Thursday, September 30, 2010

Bank of America Short Sales and their Dawdling Process

Almost any real estate agent trying to work out a short sale deal with Bank of America will express frustrations with the slow and painful process. Bank of America is dealing with more short sales than any other company, in large part due to their acquisition of Countrywide Home Loans which was notorious for offering bad loans during the housing boom.

There are a couple of things Bank of America does that especially make the short sale transaction difficult. For one, Bank of America will not allow the same agent to represent both sides of the transaction. They won’t approve a short sale file unless there are two separate agents.

I’m sure they are doing this because they feel it will help them to get the best purchase price for each home they need to approve, and will help them stay out of potential legal issues. But, for real estate agents who have BOA short sales listed, this can be a royal pain when they have a buyer who is interested in a property they have listed.

Bank of America also requires that buyers get prequalified with BOA before they will accept a short sale offer. This is a pain for people who are trying to buy short sales, who are already prequalified with other banks, but it’s actually a smart move by Bank of America. For one, they know that the potential buyers are actually qualified, and they might actually get a few more loans out of the deal, helping them get business in a time of major losses.

If we step back and look at short sales from the view of Bank of America, it is a really tough situation they are in. They are losing millions every day. And while the policy’s they have are annoying for real estate agents, as a business, they have to do what they can to try and make a profit, or at least reduce their losses.

Now Bank of America has paid the attorney's fees to foreclose (estimated at a low end of $40K in my state) and will continue to face the same or worse market conditions. Not a good business move, but that's Bank of America for you. Wasting America's money!

They say that learning to do a short sale is very simple with Bank of America compared to other banks. But since they have been attacked due to their slow approval rate, short sale homes are processed painstakingly. In today's real estate world, purchasing short sales can really turn homeowners, buyers, sellers, and real estate agents upside-down.

Monday, September 20, 2010

Increased Foreclosures Could Double Real Estate Inventory

I just read an article that brought up an interesting thought. According to a recent study done by CoreLogic, foreclosure homes should start flooding the market during the last quarter of the year. They say that this could DOUBLE the average time it takes for homes to sell. Right now the average time residential homes are on the market is 11 months. Can you imagine nearly 2 years before selling the AVERAGE home?

If the market really got this bad, I wonder if real estate agents would start declining listings. With the way the real estate industry works, real estate agents don't make money unless the home actually sells. Having an overpriced, unsellable listing is only a cost. They still have to pay for advertising, filling flyer boxes, etc.

Most listing agreements are for six month terms. If only a select few houses actually sell within the first six months of listing, then real estate agents will be wasting their time with most listings.

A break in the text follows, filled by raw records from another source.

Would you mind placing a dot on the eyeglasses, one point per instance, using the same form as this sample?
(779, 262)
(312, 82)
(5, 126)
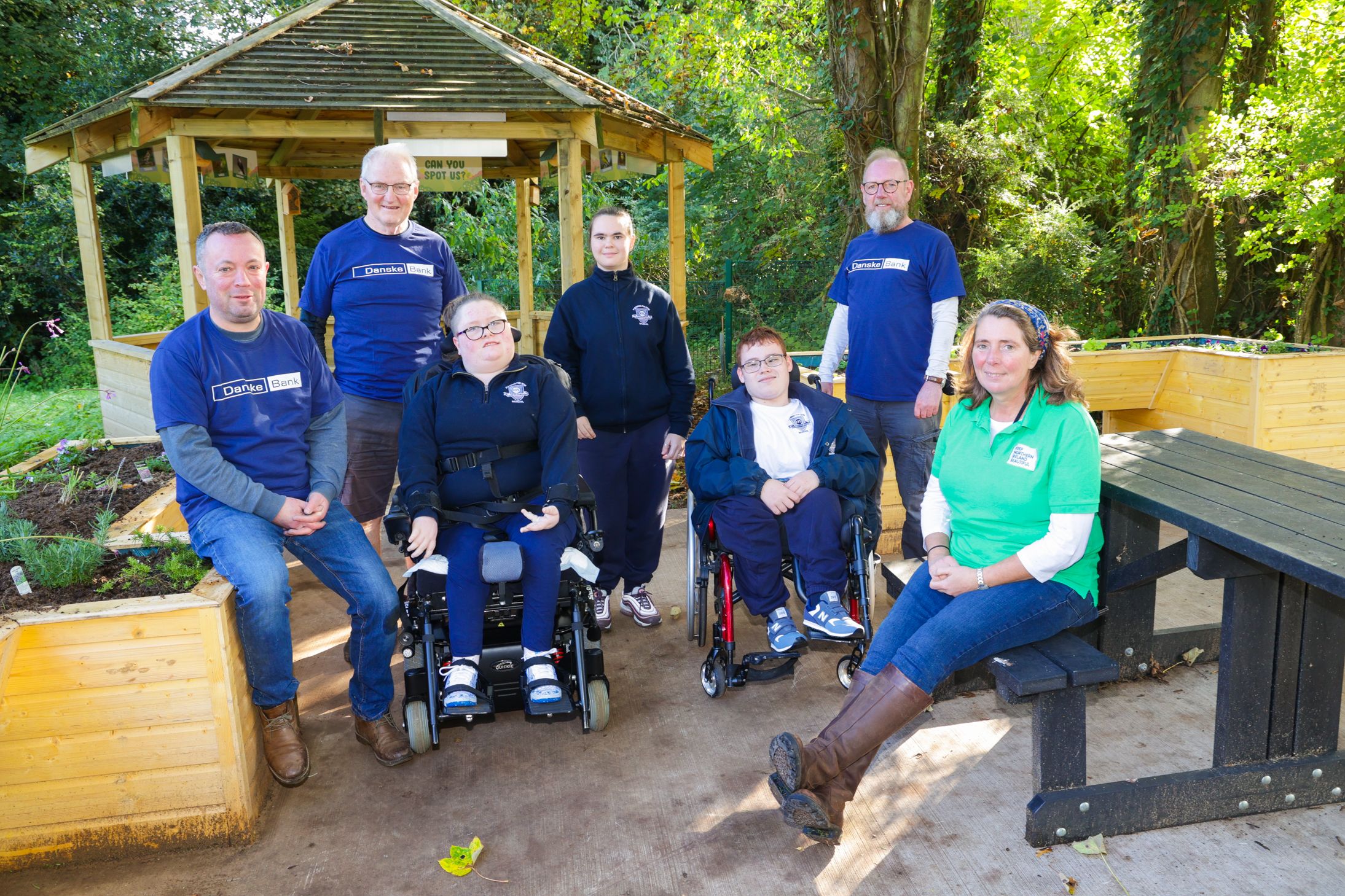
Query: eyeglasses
(381, 190)
(770, 360)
(474, 333)
(888, 185)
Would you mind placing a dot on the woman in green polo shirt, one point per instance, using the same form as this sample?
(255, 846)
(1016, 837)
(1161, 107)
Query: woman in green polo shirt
(1012, 532)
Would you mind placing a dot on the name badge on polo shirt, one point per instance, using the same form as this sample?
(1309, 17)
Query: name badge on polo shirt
(1024, 457)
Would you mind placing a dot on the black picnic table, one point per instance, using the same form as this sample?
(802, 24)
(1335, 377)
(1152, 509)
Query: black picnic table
(1272, 528)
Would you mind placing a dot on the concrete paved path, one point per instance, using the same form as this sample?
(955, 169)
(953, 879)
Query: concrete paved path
(672, 798)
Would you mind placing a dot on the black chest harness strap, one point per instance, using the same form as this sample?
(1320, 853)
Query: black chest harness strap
(486, 460)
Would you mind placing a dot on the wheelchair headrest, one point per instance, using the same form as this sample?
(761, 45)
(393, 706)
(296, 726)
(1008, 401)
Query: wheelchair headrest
(501, 562)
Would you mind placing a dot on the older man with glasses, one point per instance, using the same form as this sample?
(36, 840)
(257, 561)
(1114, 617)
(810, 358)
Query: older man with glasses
(896, 297)
(386, 281)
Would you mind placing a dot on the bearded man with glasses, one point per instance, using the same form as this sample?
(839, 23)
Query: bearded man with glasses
(385, 281)
(896, 297)
(774, 458)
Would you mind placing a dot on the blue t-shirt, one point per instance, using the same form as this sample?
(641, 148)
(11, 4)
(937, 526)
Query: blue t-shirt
(386, 295)
(256, 399)
(890, 281)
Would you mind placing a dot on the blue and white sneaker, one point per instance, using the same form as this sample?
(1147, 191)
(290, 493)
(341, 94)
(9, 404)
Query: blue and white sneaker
(782, 633)
(829, 618)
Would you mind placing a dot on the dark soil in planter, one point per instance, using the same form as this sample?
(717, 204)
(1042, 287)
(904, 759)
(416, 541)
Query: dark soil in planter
(53, 598)
(39, 504)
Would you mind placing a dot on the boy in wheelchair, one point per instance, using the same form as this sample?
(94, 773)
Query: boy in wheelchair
(777, 461)
(480, 446)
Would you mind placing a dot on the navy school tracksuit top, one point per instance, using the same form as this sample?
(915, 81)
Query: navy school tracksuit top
(453, 414)
(621, 340)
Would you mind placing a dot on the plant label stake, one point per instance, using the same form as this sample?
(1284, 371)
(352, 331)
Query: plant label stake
(20, 581)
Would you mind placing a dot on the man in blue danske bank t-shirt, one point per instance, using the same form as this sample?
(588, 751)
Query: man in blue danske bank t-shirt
(896, 300)
(386, 280)
(256, 430)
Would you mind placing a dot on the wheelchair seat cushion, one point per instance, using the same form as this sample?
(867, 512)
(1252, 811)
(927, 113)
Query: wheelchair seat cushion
(501, 562)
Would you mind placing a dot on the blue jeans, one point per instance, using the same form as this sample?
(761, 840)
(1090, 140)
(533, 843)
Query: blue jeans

While there will always be the desperate and new agents willing to do anything to get their name out there, I think we will begin to see the top agents decline listing homes unless the seller is reasonable and will price their home at a sell able point. It will be interesting to see what happens for the future real estate market.

Because foreclosures in Logan Utah have been low, we hopefully won't see double the time homes are on the market. Hopefully the Logan Utah Real Estate market can avoid this possible catastrophe.

The future for areas like Arizona, Nevada, California and Florida Real Estate could be substantially bleaker if the number of foreclosure homes really floods the market.